Sunday, February 26, 2023

Me and food

 I have a complicated relationship with food.  I was, well, starved at times as a baby and toddler due to my mothers neglect.  I was undersized and underweight even after a couple years in Dad's care.  So getting on the scale gaining weight was a great thing.  Then I hit puberty.

I would get comments like "If you drink that milk (my favorite snack) you'll be as big as a barn one day!"  Really?  SKIM milk?  I weighed 120 pounds all through my teens at five foot seven.  But always with the comments about my weight, being called "fat", etc.  A lot of it is cultural in America we hold women up to an unrealistic standard.

Ron didn't like me so thin.  Normally I do not talk about my sex life, when I had one, but he used to - and said this up until he died, that it was uncomfortable making love to me at that weight.  I was too thin, "It hurt"

There were also a lot of bizarre rules growing up about what foods I was "allowed" to eat so I went a little crazy with Ron once I could eat whatever I wanted.  

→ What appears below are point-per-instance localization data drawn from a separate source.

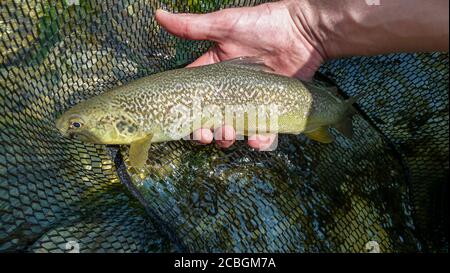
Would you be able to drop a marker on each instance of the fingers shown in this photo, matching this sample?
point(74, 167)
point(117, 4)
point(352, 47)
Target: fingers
point(189, 26)
point(209, 57)
point(203, 136)
point(263, 142)
point(225, 136)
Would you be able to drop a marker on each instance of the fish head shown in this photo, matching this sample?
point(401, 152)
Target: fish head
point(96, 122)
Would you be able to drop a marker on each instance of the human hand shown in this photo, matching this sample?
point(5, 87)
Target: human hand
point(273, 31)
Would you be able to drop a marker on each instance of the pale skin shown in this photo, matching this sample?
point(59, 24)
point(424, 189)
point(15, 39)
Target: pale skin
point(295, 37)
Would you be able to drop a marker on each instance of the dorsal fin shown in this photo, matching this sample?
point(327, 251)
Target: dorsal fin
point(249, 62)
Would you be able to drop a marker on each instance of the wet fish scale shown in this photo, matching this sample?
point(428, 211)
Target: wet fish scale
point(154, 105)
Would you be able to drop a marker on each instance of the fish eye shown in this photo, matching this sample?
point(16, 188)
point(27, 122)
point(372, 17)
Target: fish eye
point(75, 124)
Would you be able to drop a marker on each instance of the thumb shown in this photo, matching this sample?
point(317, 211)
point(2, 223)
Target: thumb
point(190, 26)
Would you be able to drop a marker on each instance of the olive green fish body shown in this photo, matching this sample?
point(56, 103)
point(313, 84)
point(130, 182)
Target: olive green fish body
point(172, 104)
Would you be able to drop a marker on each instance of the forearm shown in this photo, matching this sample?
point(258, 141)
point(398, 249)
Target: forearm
point(352, 27)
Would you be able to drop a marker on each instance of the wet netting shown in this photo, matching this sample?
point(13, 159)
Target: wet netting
point(384, 190)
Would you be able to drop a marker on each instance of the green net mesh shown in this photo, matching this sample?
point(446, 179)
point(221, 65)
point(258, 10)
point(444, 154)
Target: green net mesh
point(387, 186)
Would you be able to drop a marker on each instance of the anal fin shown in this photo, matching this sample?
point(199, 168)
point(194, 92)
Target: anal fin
point(320, 134)
point(138, 153)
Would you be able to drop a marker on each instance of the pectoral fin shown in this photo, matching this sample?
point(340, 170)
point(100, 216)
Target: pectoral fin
point(138, 153)
point(320, 134)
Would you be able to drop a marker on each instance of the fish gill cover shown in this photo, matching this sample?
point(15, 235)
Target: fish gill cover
point(386, 185)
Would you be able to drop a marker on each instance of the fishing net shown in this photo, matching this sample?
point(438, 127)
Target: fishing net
point(384, 190)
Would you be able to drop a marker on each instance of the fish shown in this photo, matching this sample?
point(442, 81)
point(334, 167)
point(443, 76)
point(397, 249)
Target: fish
point(171, 105)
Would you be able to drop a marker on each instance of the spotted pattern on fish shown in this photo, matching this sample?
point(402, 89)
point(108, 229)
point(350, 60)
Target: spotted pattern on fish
point(146, 104)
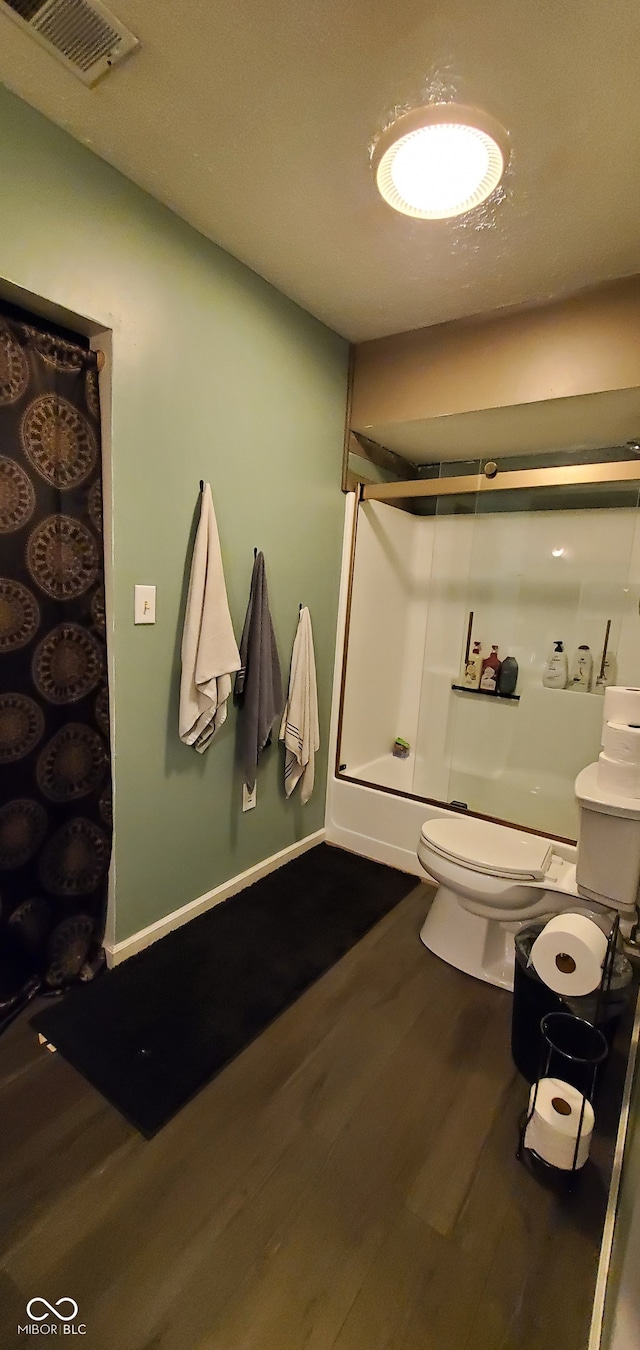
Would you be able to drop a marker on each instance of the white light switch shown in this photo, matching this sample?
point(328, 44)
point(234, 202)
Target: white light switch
point(145, 605)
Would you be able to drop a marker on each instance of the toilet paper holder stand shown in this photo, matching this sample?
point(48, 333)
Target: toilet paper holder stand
point(581, 1048)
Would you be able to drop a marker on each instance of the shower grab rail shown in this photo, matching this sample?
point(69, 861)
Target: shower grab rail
point(615, 471)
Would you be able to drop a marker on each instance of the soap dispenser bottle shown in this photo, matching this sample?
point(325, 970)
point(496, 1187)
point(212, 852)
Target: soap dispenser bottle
point(490, 671)
point(582, 670)
point(471, 670)
point(556, 668)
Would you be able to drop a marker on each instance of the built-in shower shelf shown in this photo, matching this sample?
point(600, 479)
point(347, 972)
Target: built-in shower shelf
point(485, 693)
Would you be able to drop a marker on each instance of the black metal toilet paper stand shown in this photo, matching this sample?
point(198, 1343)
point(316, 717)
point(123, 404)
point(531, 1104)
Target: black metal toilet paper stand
point(578, 1048)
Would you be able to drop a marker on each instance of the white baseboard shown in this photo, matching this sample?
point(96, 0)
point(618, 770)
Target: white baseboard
point(118, 952)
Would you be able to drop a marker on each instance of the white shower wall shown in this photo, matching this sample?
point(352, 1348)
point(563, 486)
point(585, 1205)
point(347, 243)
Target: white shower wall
point(415, 582)
point(385, 644)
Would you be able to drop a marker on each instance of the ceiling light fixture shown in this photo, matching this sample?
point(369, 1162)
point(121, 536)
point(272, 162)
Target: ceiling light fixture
point(440, 161)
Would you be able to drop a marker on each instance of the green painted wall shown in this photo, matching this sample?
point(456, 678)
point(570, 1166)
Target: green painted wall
point(218, 375)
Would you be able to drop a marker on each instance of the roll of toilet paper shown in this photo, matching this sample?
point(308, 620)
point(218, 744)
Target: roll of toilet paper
point(621, 743)
point(554, 1126)
point(621, 705)
point(619, 779)
point(569, 953)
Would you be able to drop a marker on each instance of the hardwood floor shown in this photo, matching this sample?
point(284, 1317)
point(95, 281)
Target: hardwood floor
point(349, 1183)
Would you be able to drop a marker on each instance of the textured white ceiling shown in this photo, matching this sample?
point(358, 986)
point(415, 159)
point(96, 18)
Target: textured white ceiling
point(253, 120)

But he started getting a little nervous once I got up around 150.  Then he said he would leave me if I got fat.  We had a lot of fights over it and I got a lot of verbal abuse over it.  And you have never seen the kind of abuse I got when I did lose the weight as he felt incredibly threatened.  So I gained it back.

And I had problems with exercise bulimia and was working out 2 hours a day for a while.

Lets not forget my medication as well.  Like my doctor says, "You gain weight on this stuff, you don't lose it."  But I have, in spite of everything.

I get down on myself for my eating plan and not yet at goal.  But I have come a long way.